Алексей Юрчак: О пользе бессмысленности | Большие Идеи

・ Экономика

Алексей Юрчак: О
пользе бессмысленности

Как понять, что прошлое ушло навсегда?

Автор: Мария Божович

Алексей Юрчак: О пользе бессмысленности

читайте также

Создаем условия для конструктивной критики

Джим Уайтхерст

Знайте своего врага: кто мешает продавить перспективную идею

Джон Коттер

Двенадцать советов на каждый день

Тони Шварц

Всегда готов: как настоящие лидеры побеждают кризис

Кара Франс,  Марк Бончек

Сегодня иногда кажется, что мы вновь попали в советские времена. Можно ли реставрировать ту систему? Как понять, что прошлое ушло навсегда, и как правильно его изучать, чтобы не переносить на него наши нынешние представления? Об этом рассказывает исторический антрополог, профессор Калифорнийского университета в Беркли Алексей Юрчак.

Не наблюдаете ли вы ностальгии по советскому строю?

Люди ностальгируют о разном: было больше свободного времени, чаще встречались с друзьями, дети занимались в бесплатных кружках, базовые потребности были обеспечены. Тогда материальная сторона жизни была не так важна, и потому многие могли предаваться увлечениям: ходить в походы, ездить на юг или даже пытаться решать задачи фундаментальной науки. Особого интереса к карьере не было, точнее, он не был определяющим для большинства, потому что уровень потребления зависел от должности несильно. В интеллигентском кругу карьерные амбиции многим претили. Словом, совершенно иначе было устроено общество. Делать вывод, что люди ностальгируют по советской системе и политическому авторитаризму, — по меньшей мере странно.

Но ведь нынешняя власть тоже авторитарна. Возможно, это реставрация советского проекта?

Нет. То, что называют авторитарным режимом сегодня, к тому режиму отношения не имеет. Неправда, что теперешняя ситуация напоминает тогдашнюю. У нынешнего режима нет такой идеологической программы и такого видения будущего, которое пронизывало бы все. А та идеология — как к ней ни относись — имела некий нравственный оттенок и потому для многих была реальным стержнем жизни. Люди могли разделять социалистические ценности и при этом не любить власть.

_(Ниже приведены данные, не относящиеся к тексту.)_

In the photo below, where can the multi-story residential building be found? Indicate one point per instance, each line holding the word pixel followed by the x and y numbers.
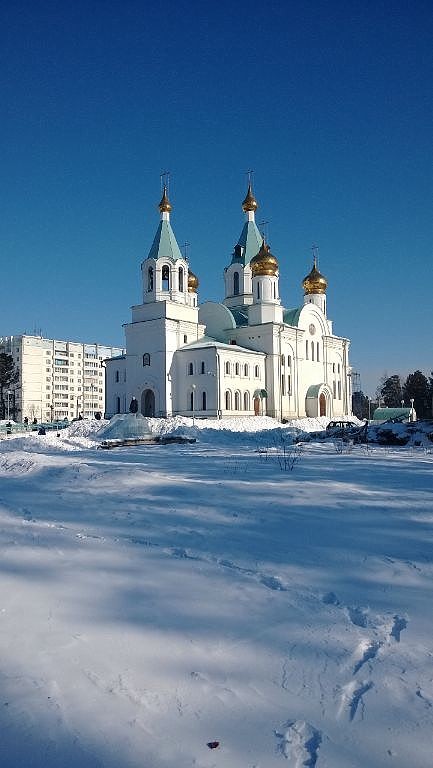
pixel 57 379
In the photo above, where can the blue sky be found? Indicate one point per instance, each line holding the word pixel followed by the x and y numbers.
pixel 330 103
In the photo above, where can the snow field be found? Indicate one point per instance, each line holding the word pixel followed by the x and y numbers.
pixel 158 598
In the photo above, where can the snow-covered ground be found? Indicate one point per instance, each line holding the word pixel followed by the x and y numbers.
pixel 159 598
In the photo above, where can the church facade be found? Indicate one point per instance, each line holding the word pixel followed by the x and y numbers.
pixel 247 355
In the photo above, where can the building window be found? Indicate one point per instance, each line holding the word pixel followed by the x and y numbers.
pixel 228 400
pixel 165 278
pixel 236 284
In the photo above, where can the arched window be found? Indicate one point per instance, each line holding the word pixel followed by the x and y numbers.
pixel 165 278
pixel 236 284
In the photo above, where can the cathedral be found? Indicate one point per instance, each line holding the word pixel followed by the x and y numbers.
pixel 245 356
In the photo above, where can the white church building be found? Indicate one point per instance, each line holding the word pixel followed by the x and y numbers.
pixel 247 355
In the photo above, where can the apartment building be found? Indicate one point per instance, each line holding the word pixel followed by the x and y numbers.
pixel 58 379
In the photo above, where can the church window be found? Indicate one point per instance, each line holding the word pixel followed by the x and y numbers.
pixel 236 283
pixel 165 278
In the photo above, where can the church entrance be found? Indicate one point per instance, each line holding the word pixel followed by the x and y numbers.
pixel 148 403
pixel 322 405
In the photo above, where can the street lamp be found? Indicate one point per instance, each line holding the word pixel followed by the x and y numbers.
pixel 193 404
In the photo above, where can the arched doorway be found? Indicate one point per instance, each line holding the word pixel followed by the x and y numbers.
pixel 322 405
pixel 148 403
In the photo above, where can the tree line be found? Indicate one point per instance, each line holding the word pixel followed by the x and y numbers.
pixel 393 391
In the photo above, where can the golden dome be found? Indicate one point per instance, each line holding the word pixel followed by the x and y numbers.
pixel 250 203
pixel 192 282
pixel 165 205
pixel 315 282
pixel 264 263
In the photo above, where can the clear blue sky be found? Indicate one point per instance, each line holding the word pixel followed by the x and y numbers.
pixel 330 103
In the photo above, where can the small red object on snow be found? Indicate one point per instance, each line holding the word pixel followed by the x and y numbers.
pixel 213 744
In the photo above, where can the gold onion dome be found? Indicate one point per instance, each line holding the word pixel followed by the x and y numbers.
pixel 192 282
pixel 315 282
pixel 264 263
pixel 250 203
pixel 165 205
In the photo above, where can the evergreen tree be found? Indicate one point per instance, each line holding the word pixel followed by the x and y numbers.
pixel 417 387
pixel 8 379
pixel 391 391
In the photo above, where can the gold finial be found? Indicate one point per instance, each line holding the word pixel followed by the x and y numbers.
pixel 264 263
pixel 165 205
pixel 250 203
pixel 192 282
pixel 314 282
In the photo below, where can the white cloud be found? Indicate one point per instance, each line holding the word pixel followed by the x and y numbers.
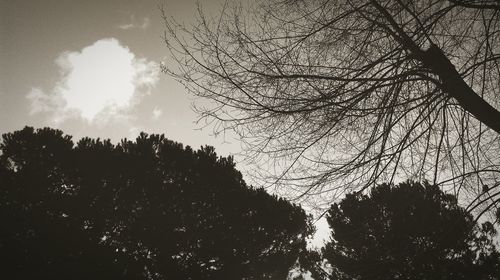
pixel 144 24
pixel 99 83
pixel 157 112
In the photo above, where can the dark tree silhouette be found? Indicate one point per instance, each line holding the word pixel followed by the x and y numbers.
pixel 408 231
pixel 344 94
pixel 143 209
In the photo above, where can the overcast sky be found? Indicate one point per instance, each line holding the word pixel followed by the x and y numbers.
pixel 91 68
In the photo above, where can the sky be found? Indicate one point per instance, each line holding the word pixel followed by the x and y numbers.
pixel 91 68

Я знаю людей, которые серьезно заявляют, что в советское время было больше свободы. С ними можно согласиться?

Понимаете, сегодня я могу преподавать в Беркли, приезжать в Россию, давать Harvard Business Review интервью по-русски. Ничего подобного в советское время нельзя было себе представить. Сегодня есть публичное пространство, где можно говорить открыто. Ну да, телеканал «Дождь» многие кабельные операторы исключили из своих списков, но тем не менее он существует, работает. Но в чем-то другом свободы меньше — сейчас мало кто скажет, что занимается чем-то для себя интересным.

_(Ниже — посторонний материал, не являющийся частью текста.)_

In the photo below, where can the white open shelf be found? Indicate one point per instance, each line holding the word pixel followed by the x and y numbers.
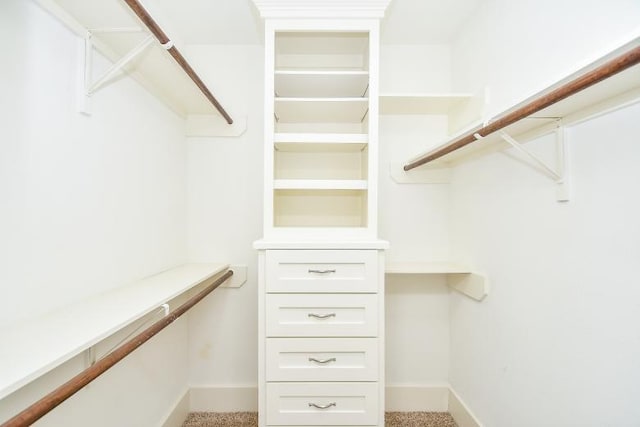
pixel 155 69
pixel 320 184
pixel 421 103
pixel 459 277
pixel 306 83
pixel 321 50
pixel 425 268
pixel 33 348
pixel 614 92
pixel 320 110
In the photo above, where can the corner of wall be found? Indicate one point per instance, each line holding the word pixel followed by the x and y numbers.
pixel 179 412
pixel 461 412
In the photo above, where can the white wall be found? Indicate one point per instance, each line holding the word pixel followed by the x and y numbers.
pixel 88 204
pixel 553 343
pixel 414 218
pixel 225 182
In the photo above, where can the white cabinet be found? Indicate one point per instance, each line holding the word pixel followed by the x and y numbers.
pixel 321 334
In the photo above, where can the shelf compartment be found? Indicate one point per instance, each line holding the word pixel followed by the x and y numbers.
pixel 320 184
pixel 422 103
pixel 320 208
pixel 154 69
pixel 322 50
pixel 60 335
pixel 321 162
pixel 318 83
pixel 321 110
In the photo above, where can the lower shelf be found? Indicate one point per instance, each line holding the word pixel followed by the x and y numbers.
pixel 320 208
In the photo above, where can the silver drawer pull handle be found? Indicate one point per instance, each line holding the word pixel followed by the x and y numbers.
pixel 321 316
pixel 311 270
pixel 327 406
pixel 313 359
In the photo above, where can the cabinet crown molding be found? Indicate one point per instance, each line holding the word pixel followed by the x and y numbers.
pixel 322 8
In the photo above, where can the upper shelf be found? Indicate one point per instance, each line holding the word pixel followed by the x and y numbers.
pixel 57 337
pixel 321 50
pixel 155 69
pixel 610 82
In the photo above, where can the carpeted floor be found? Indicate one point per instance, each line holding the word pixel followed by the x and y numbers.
pixel 250 419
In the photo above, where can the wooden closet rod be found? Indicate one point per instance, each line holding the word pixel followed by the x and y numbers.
pixel 144 16
pixel 40 408
pixel 604 71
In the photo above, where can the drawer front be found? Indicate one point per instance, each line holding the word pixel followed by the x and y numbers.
pixel 320 315
pixel 322 271
pixel 325 404
pixel 322 359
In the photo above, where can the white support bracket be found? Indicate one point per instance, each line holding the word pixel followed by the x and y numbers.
pixel 87 87
pixel 560 174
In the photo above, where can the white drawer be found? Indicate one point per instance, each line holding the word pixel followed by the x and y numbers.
pixel 326 404
pixel 322 359
pixel 321 315
pixel 322 271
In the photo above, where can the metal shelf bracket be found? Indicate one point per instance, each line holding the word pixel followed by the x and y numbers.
pixel 87 87
pixel 560 173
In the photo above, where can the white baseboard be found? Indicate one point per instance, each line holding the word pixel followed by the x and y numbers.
pixel 416 398
pixel 439 398
pixel 179 413
pixel 224 399
pixel 461 412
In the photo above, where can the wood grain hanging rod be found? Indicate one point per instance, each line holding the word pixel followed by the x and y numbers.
pixel 602 72
pixel 43 406
pixel 151 24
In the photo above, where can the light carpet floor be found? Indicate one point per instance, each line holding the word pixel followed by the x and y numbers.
pixel 250 419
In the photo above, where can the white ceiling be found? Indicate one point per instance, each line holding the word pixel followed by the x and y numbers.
pixel 237 21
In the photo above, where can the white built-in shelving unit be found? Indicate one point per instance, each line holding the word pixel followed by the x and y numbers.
pixel 320 170
pixel 321 266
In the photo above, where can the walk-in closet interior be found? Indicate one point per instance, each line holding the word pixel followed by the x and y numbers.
pixel 319 213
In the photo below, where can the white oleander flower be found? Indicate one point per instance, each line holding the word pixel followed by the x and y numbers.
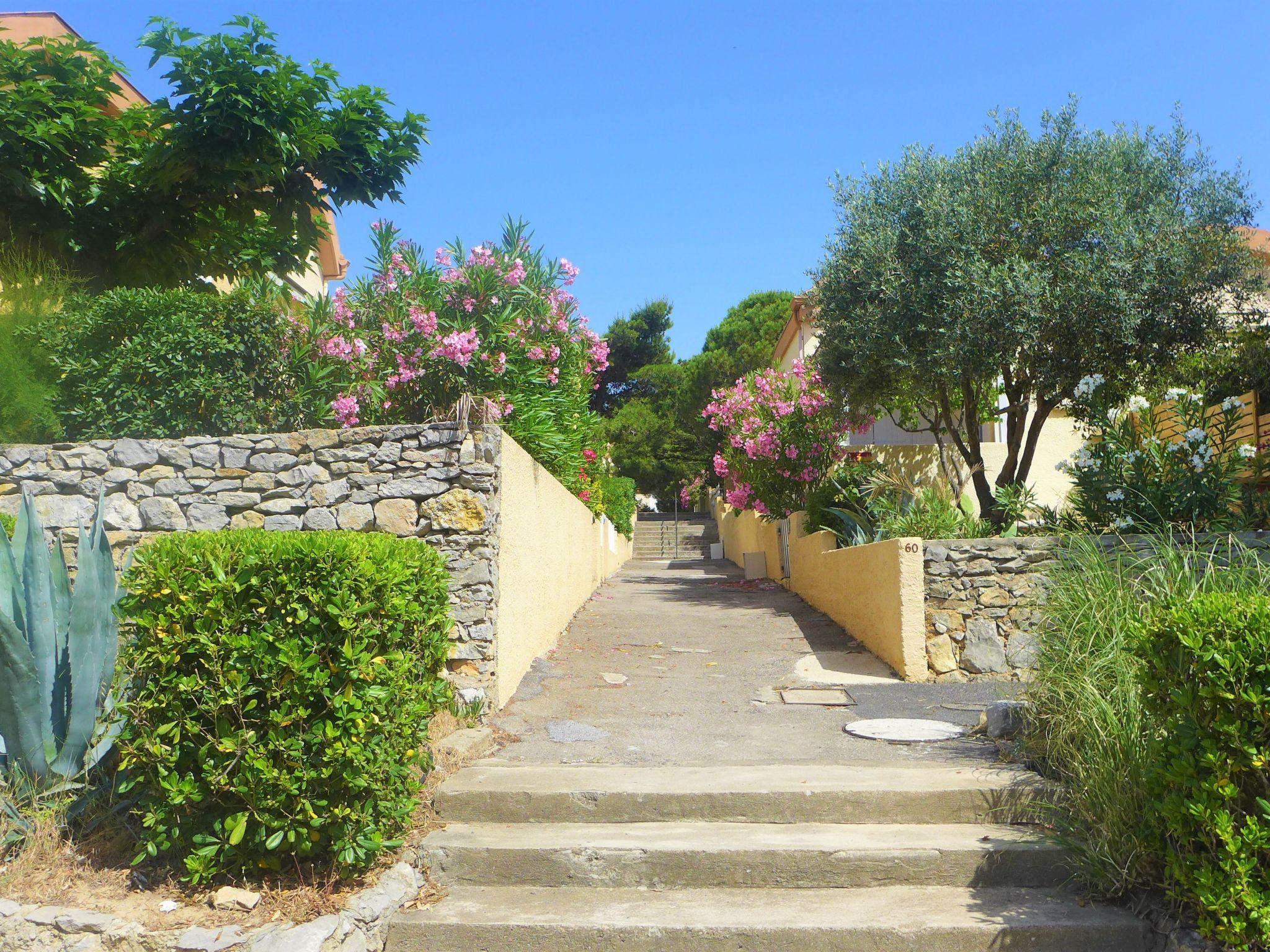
pixel 1085 460
pixel 1089 384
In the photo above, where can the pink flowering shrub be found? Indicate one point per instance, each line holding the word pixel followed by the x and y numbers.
pixel 495 323
pixel 780 436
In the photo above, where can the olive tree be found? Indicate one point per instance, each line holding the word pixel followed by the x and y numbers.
pixel 228 175
pixel 988 282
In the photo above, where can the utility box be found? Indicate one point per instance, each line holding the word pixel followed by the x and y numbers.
pixel 756 565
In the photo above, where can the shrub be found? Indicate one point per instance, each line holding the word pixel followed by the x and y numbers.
pixel 281 689
pixel 1208 697
pixel 31 289
pixel 495 323
pixel 620 501
pixel 1148 706
pixel 1133 472
pixel 780 434
pixel 146 362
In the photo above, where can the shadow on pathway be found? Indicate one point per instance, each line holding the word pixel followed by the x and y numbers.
pixel 701 655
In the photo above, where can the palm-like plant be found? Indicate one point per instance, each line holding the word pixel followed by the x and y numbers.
pixel 58 654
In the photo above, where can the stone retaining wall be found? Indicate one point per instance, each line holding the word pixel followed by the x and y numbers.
pixel 432 482
pixel 984 599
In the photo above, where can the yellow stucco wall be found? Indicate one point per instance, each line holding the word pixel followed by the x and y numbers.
pixel 1060 438
pixel 874 592
pixel 553 553
pixel 745 532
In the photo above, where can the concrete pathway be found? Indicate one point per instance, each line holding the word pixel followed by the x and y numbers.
pixel 664 799
pixel 703 655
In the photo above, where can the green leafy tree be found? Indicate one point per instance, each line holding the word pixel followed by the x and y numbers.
pixel 1020 265
pixel 634 342
pixel 228 175
pixel 652 439
pixel 31 289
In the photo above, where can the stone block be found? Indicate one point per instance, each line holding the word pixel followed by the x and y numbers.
pixel 247 521
pixel 982 651
pixel 412 488
pixel 397 516
pixel 319 519
pixel 207 517
pixel 1021 650
pixel 162 513
pixel 271 462
pixel 939 654
pixel 356 517
pixel 459 509
pixel 120 513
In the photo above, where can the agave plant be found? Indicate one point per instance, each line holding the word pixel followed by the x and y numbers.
pixel 58 651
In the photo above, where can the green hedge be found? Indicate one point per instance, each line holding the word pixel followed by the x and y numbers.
pixel 281 691
pixel 149 363
pixel 619 495
pixel 1207 690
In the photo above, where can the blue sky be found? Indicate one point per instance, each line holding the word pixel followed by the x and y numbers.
pixel 683 149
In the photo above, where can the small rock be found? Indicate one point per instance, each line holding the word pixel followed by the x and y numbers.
pixel 984 653
pixel 134 454
pixel 234 897
pixel 939 654
pixel 470 696
pixel 1003 719
pixel 1189 941
pixel 309 937
pixel 162 513
pixel 200 940
pixel 397 516
pixel 459 509
pixel 76 920
pixel 573 733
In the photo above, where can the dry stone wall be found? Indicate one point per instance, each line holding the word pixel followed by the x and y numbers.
pixel 984 601
pixel 432 482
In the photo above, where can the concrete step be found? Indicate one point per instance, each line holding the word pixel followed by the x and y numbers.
pixel 882 919
pixel 493 791
pixel 718 855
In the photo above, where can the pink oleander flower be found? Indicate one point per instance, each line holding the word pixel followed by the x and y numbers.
pixel 424 322
pixel 346 409
pixel 459 347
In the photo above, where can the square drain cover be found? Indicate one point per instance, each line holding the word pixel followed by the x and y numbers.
pixel 825 697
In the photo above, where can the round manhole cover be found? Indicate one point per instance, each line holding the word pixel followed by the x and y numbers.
pixel 905 730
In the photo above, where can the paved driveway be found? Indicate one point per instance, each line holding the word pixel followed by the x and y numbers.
pixel 701 654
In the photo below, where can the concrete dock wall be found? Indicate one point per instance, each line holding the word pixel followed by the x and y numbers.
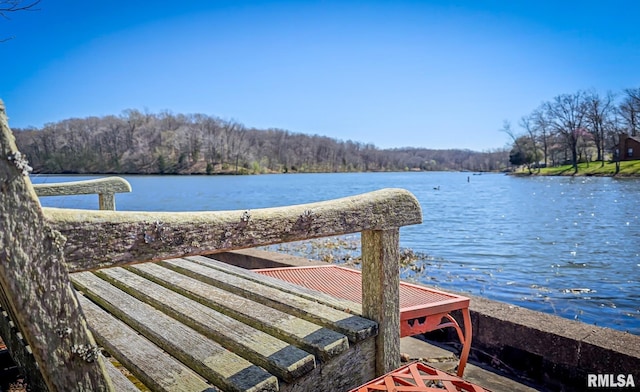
pixel 545 349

В СССР было много формальных и пустых ритуалов, но пустота открывала возможности — наполнить свою жизнь иным содержанием, причем не обязательно антисоветскими. Например, комсомольский работник мог наряду с производством риторики для отчетно-перевыборных собраний делать что-то нужное: скажем, организовать концерт или помощь молодым семьям. Государство накладывало некую рамку, внутри которой можно было действовать относительно независимо, но оставаясь частью системы. Сегодня большого идеологического проекта нет, и само постсоветское общество очень дробится, сколько бы ни говорили про 86% поддержки президента. Да и самого государства в том смысле, о котором говорит власть, нет. На всех уровнях оно лишь симулирует свое присутствие, изображает демократию, независимые суды, независимую законодательную власть, свободу слова.

Разве в СССР было не так?

В Советском Союзе существовала симуляция на уровне формы. Надо было ходить на собрания, но можно было не слушать, а заниматься ­своими делами. Книгу читать, например. Тебя при этом не называли пятой колонной.

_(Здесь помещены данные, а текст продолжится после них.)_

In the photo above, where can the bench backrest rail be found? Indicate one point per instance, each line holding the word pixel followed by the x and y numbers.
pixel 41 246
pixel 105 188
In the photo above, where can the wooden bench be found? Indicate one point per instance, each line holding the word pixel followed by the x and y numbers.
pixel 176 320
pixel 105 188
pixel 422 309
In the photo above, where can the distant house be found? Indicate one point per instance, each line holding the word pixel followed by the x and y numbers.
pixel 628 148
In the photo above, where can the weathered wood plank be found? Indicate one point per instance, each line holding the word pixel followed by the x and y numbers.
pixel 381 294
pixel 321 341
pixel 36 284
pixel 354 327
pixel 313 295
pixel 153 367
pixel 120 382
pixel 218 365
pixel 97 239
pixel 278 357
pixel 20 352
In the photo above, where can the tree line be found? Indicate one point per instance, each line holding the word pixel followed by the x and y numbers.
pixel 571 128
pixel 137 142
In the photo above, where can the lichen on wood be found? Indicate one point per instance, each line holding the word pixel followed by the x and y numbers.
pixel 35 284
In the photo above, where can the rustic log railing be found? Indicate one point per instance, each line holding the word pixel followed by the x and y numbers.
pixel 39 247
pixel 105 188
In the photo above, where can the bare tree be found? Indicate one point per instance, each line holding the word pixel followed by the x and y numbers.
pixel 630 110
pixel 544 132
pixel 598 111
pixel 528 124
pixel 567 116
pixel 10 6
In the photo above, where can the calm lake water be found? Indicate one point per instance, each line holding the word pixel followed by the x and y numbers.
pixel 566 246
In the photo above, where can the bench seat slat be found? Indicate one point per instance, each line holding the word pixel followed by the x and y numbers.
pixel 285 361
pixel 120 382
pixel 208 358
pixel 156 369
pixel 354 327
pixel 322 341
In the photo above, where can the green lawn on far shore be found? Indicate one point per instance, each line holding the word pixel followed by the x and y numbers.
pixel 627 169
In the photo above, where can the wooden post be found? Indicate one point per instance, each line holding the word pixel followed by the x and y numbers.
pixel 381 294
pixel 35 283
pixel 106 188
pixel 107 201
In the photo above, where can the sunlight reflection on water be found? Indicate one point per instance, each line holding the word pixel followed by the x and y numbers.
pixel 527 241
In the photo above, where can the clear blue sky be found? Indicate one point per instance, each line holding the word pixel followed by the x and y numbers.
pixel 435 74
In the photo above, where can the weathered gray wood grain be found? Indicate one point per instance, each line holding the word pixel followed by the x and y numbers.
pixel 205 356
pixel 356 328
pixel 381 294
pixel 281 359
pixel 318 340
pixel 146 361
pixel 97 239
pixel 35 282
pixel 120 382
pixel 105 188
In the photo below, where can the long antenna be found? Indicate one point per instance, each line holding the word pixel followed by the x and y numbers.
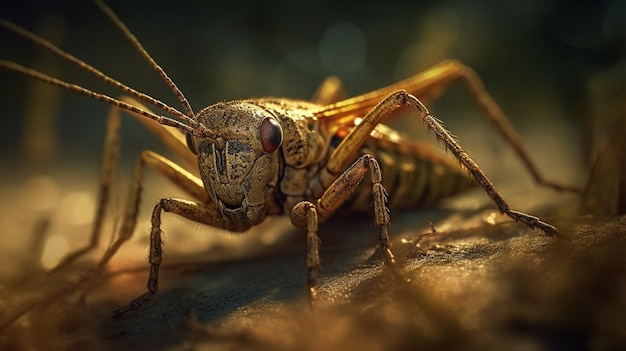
pixel 133 40
pixel 193 127
pixel 87 67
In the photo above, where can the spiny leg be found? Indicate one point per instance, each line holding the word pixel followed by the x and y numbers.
pixel 350 145
pixel 194 211
pixel 176 174
pixel 306 215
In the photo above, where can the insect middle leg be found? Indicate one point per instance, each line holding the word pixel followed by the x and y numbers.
pixel 349 146
pixel 307 215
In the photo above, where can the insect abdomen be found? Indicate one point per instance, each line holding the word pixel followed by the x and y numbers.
pixel 414 173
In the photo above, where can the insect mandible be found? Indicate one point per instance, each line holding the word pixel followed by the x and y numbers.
pixel 276 156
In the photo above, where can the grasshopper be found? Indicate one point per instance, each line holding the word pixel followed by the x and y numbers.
pixel 254 158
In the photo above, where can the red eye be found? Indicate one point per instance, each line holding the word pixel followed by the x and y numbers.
pixel 271 135
pixel 190 144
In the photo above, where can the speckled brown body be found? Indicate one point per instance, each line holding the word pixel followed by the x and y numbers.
pixel 414 173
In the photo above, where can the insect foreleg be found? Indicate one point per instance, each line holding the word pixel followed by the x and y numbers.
pixel 306 215
pixel 176 174
pixel 197 212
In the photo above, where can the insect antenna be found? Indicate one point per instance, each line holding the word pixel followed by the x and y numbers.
pixel 133 40
pixel 193 127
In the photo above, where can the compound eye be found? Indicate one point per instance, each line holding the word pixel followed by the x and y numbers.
pixel 271 134
pixel 190 145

То есть ты как бы становился невидимым для власти и жил своей частной жизнью?

Не совсем. То, о чем говорите вы, ближе к эскапизму. А я предлагаю другой термин: «вненаходимость». Не закрываться от идеологии, а существовать одновременно внутри и вне ее. Быть одновременно вольнодумцем и советником Андропова — как Федор Бурлацкий, например. Сама система функционировала по принципу вненаходимости: она воспроизводила форму, не предполагая при этом, что у нее будет какой-то смысл. Вряд ли кто-то пытался читать подряд все передовицы газеты «Правда». Какие-­то абстрактные идеи в них были, но статьи специально писали так, чтобы из них нельзя было выделить мысль и сформулировать своими словами. Точный смысл идеологического высказывания вообще нельзя понять, но зато в пустую оболочку можно было вложить иное содержание. Например, по форме старшеклассник вступает в комсомол, а по существу — готовится к поступлению в вуз, куда иначе не примут. И все играли в эту игру. Но сегодня совсем не так. Мы имитируем не форму, а именно содержание — например, демократическую модель и независимость суда.

А разве советские суды действовали не так, как теперь?

Тогда не было задачи изобразить либеральную демократию западного образца. Была своя «социалистическая законность», декларировалось, что у нас «самые справедливые суды». Форма была абсолютно выхолощенной, и это давало определенную свободу.

И все же на уровне риторики есть ощущение, что все возвращается. По телевизору слышишь: «клеветнические измышления», «закидать грязью» и пр. Чем это отличается от нападок на Сахарова и Солженицына?

Дело не только в языке, но и в практиках, которые совершенно не воспроизводят советские. У риторики две стороны. Первая — языковая: что и как говорится и пишется, то есть семантика, фразеология, система аргументации. Здесь действительно есть попытки заимствований из тех времен. Но есть и другая сторона: формы распространения и бытования этой риторики. И тут основное отличие. Помимо «Первого канала», официальный дискурс распространяется и в виде рефлексии. «Это ужасно! Как так можно говорить! Мы все это уже когда-то слышали» и т. д. Мы получаем отклики общества на новости — в соцсетях, через условное «Эхо Москвы» и прочее. Таких «каналов доставки» в советское время не было. Так что говорить о простом воспроизведении неверно. Советская публичность, советский способ общения с народом — этого нет. И не может быть. Потому что сегодня в России неолиберальное капиталистическое общество с авторитарной властью. Не социалистическое общество, но и не западно-демократическое.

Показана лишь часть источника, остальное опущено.